With the Detroit defensemen pushing to join the attack -- Mike Green had two assists, and Danny DeKeyser had one -- the Red Wings put the pressure on the Senators, who are allowing the most shots per game in the NHL (34.7).
Mike Hoffman, on the power play, rookie defenseman Chris Wideman and Bobby Ryan scored for Ottawa (8-5-5), which lost for the fourth time in its past five games (1-1-3).
Anderson made 33 saves for the Senators, who are 3-4-3 at Canadian Tire Centre and have had six of their 10 home games go to extra time.
They continue to battle stretches of inconsistency from game to game and shift to shift.
"Our main concern tonight was a lack of physicality," Senators coach Dave Cameron said. "Everything we did was skill-based. For our team to be successful, sometimes you've got to bring the game into the trenches. You've got to block shots, you've got to win your battles on the wall. We're trying to do it stick-checking and finessing it in. That don't work in this league."
Ryan tied the game with 2:48 left in the third period on a nice individual effort. He shifted the puck under Green's stick to cut across the goal and put the puck around Howard.
"They had more pace than us and they had more urgency early," Ryan said. "I thought we recognized it and we came back to fight, but why it's not in the first 10 minutes of every game I couldn't tell you."
Wideman cut the Red Wings lead to 3-2 at 3:13 of the third when his shot from the right point found its way through a crowd in front of Howard.
Sheahan put the Red Wings ahead 3-1 at 16:24 of the second.

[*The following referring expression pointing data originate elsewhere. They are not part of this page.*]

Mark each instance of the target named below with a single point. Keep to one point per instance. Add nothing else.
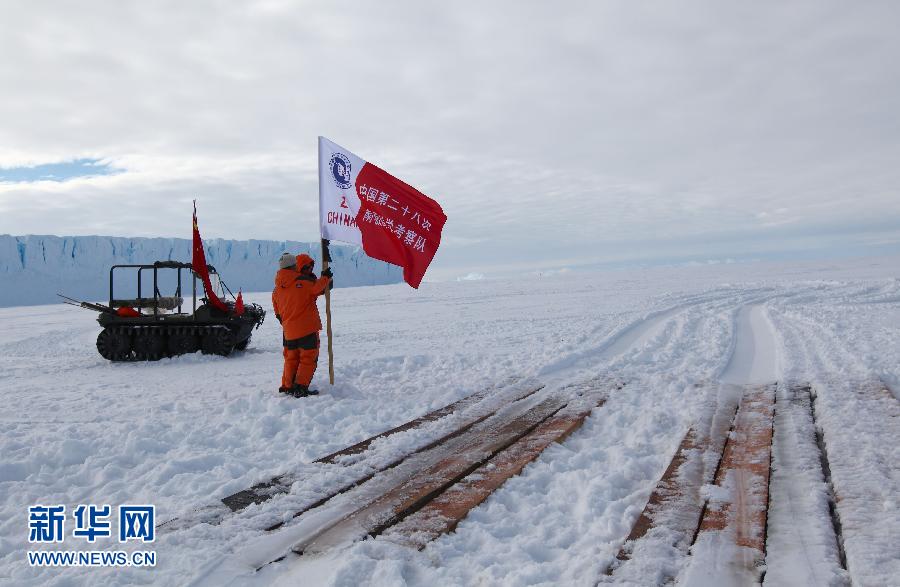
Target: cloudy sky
(553, 133)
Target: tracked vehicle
(149, 328)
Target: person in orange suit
(294, 301)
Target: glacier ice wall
(34, 268)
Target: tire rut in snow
(442, 514)
(501, 446)
(671, 518)
(281, 484)
(731, 542)
(806, 395)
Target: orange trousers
(299, 365)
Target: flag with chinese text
(362, 204)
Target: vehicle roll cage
(159, 301)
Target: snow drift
(34, 268)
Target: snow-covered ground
(183, 433)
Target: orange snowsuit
(294, 301)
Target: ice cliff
(34, 268)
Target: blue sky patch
(61, 171)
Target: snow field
(185, 432)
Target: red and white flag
(362, 204)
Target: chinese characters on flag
(362, 204)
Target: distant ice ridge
(34, 268)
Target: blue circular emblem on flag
(340, 170)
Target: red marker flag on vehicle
(362, 204)
(199, 264)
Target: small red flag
(200, 268)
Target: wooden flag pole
(325, 259)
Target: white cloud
(622, 129)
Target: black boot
(303, 390)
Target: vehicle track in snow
(422, 499)
(430, 490)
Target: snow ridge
(34, 268)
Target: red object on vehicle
(200, 268)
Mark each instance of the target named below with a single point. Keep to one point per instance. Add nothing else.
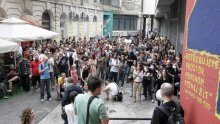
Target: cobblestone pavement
(125, 109)
(11, 109)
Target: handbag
(89, 102)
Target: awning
(31, 20)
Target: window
(124, 22)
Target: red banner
(200, 78)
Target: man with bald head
(44, 70)
(161, 113)
(72, 87)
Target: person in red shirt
(35, 72)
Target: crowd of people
(144, 63)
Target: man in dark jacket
(68, 90)
(24, 72)
(159, 117)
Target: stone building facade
(79, 18)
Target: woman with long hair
(137, 85)
(162, 78)
(27, 116)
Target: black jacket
(68, 90)
(159, 117)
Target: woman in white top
(69, 109)
(137, 84)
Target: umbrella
(17, 30)
(8, 46)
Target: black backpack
(174, 116)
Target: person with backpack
(112, 91)
(169, 112)
(44, 70)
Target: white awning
(8, 46)
(150, 6)
(17, 30)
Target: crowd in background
(145, 63)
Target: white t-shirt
(71, 117)
(41, 57)
(114, 62)
(113, 89)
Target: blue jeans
(121, 78)
(45, 82)
(114, 77)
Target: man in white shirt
(115, 65)
(69, 109)
(111, 90)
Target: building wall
(172, 25)
(56, 8)
(36, 8)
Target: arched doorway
(63, 21)
(46, 20)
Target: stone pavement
(11, 109)
(125, 109)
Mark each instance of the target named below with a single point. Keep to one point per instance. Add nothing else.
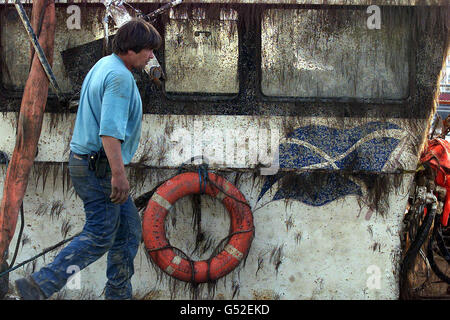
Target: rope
(39, 255)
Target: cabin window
(201, 54)
(333, 54)
(15, 45)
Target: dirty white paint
(303, 57)
(325, 252)
(194, 48)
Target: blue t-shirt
(110, 105)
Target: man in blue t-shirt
(106, 135)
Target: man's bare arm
(119, 182)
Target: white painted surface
(327, 251)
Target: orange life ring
(241, 229)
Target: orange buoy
(241, 229)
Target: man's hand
(120, 188)
(119, 182)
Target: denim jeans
(109, 228)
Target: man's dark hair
(136, 34)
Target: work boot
(28, 289)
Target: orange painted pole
(29, 127)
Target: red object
(241, 220)
(29, 125)
(444, 98)
(438, 156)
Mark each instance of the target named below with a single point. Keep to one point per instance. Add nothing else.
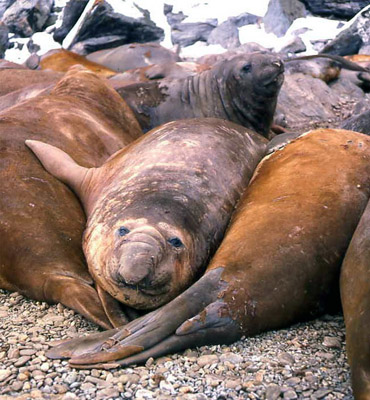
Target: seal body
(158, 209)
(242, 89)
(61, 60)
(41, 221)
(278, 263)
(133, 55)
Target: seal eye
(175, 242)
(122, 231)
(247, 68)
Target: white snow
(315, 29)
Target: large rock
(244, 19)
(352, 39)
(188, 33)
(4, 41)
(342, 9)
(225, 34)
(71, 13)
(173, 18)
(24, 17)
(280, 15)
(5, 4)
(103, 28)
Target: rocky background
(305, 361)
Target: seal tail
(59, 164)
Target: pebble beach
(306, 361)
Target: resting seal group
(215, 231)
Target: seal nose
(137, 262)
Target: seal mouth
(147, 289)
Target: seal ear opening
(59, 164)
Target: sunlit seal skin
(173, 70)
(134, 55)
(243, 90)
(158, 209)
(355, 294)
(279, 262)
(15, 79)
(358, 123)
(41, 220)
(61, 60)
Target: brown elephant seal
(355, 294)
(41, 220)
(173, 70)
(61, 60)
(358, 123)
(16, 79)
(243, 90)
(278, 264)
(134, 55)
(158, 209)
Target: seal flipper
(61, 165)
(78, 295)
(355, 294)
(113, 308)
(149, 331)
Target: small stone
(231, 357)
(332, 342)
(293, 381)
(145, 394)
(286, 359)
(107, 393)
(70, 378)
(45, 367)
(61, 389)
(69, 396)
(321, 393)
(290, 395)
(4, 374)
(131, 378)
(232, 383)
(27, 352)
(273, 391)
(21, 361)
(207, 360)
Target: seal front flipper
(149, 331)
(78, 295)
(355, 294)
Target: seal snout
(138, 257)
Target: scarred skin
(355, 294)
(15, 79)
(243, 90)
(133, 55)
(41, 220)
(158, 209)
(279, 262)
(61, 60)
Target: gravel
(306, 361)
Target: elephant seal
(242, 89)
(41, 220)
(278, 264)
(61, 60)
(355, 294)
(173, 70)
(134, 55)
(15, 79)
(158, 209)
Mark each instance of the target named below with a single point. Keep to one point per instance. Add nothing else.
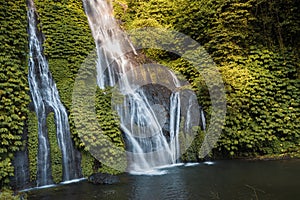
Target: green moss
(32, 145)
(14, 98)
(87, 163)
(56, 155)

Larkin, who had scored a nice wraparound goal against Ottawa on Oct. 31 by going around defenseman Erik Karlsson and beating Anderson to the far post, opened the scoring by victimizing the same two Senators again.
Larkin avoided Karlsson's attempted hip check, cut to the net and scored on a shot off Anderson on the short side at 9:12.

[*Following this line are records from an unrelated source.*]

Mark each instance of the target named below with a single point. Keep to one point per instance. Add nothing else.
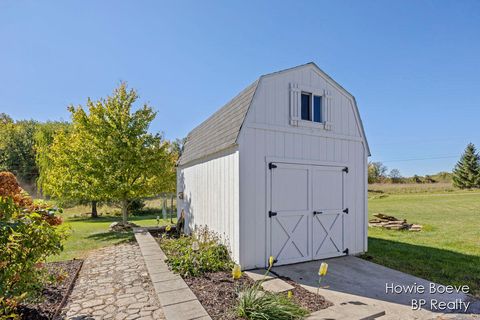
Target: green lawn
(447, 251)
(88, 234)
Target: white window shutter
(327, 109)
(294, 104)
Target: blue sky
(413, 66)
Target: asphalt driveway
(354, 281)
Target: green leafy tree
(376, 172)
(466, 173)
(66, 171)
(395, 176)
(109, 155)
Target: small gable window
(311, 111)
(310, 107)
(317, 109)
(306, 106)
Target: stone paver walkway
(114, 284)
(177, 300)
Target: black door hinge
(271, 214)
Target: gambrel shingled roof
(220, 131)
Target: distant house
(280, 170)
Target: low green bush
(256, 304)
(29, 233)
(194, 255)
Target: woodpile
(390, 222)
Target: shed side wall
(211, 189)
(268, 134)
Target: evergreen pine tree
(466, 173)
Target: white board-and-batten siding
(229, 191)
(268, 135)
(211, 196)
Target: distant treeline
(379, 173)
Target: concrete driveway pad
(353, 281)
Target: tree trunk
(124, 211)
(94, 209)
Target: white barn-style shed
(280, 170)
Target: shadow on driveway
(358, 277)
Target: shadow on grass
(110, 218)
(437, 265)
(118, 237)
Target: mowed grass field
(87, 234)
(446, 251)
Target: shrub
(29, 233)
(194, 255)
(255, 304)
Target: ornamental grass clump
(255, 304)
(191, 256)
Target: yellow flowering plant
(236, 272)
(322, 272)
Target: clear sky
(414, 66)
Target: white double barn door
(306, 212)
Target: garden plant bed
(54, 295)
(217, 293)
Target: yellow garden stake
(195, 246)
(322, 272)
(236, 272)
(271, 261)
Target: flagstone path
(114, 284)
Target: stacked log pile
(390, 222)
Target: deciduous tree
(110, 154)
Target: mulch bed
(217, 293)
(54, 295)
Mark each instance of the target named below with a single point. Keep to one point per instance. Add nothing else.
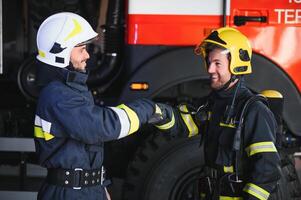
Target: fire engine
(146, 50)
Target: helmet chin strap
(225, 87)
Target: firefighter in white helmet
(238, 129)
(69, 128)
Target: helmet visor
(88, 41)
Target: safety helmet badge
(57, 36)
(235, 43)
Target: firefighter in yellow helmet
(69, 128)
(238, 129)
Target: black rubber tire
(290, 187)
(167, 168)
(164, 168)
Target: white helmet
(57, 36)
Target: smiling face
(78, 57)
(218, 68)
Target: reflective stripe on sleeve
(256, 191)
(230, 198)
(260, 147)
(167, 125)
(133, 117)
(227, 125)
(124, 122)
(228, 169)
(192, 127)
(42, 128)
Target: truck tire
(168, 168)
(164, 168)
(290, 187)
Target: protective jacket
(259, 161)
(70, 131)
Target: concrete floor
(9, 177)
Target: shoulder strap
(237, 142)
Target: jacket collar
(47, 73)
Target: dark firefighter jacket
(70, 129)
(260, 160)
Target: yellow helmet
(233, 41)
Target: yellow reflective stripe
(42, 53)
(227, 125)
(133, 117)
(168, 125)
(209, 115)
(76, 30)
(228, 169)
(158, 110)
(256, 191)
(187, 118)
(39, 133)
(230, 198)
(260, 147)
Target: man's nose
(211, 68)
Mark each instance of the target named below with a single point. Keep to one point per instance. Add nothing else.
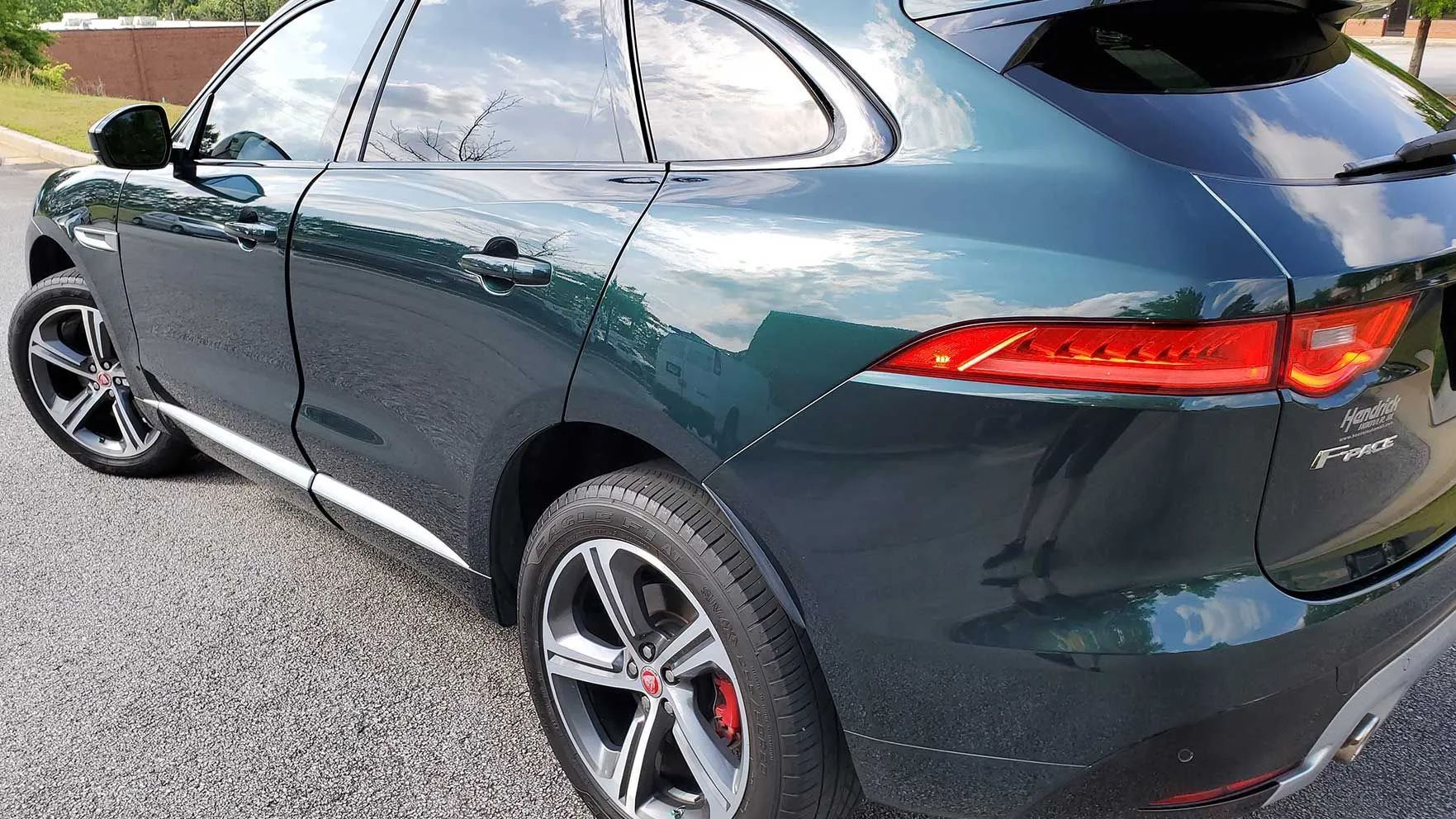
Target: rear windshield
(1235, 89)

Nyquist finished off a nice sequence of four passes by Detroit to make it 2-0 at 11:01.
Green jumped up to earn an assist on the goal, and that's something Detroit coach Jeff Blashill has been looking for from his mobile group of defensemen.
"It's something we emphasized at the start of camp and re-emphasized the week leading into our last series with these guys," he said. "I just think it puts teams on their heels a little bit. I also think it plays to the skill set of our D. We've got a D that when they are gapped up tight are really good, we've got a D that when they are on the attack are really good, so we've got to continue to do that."
Tatar welcomes the offensive push from the Red Wings defense.
"They're supporting us really well," he said. "This is kind of our new system. They join the rushes, and that's helping the offense, for sure. Guys are doing great."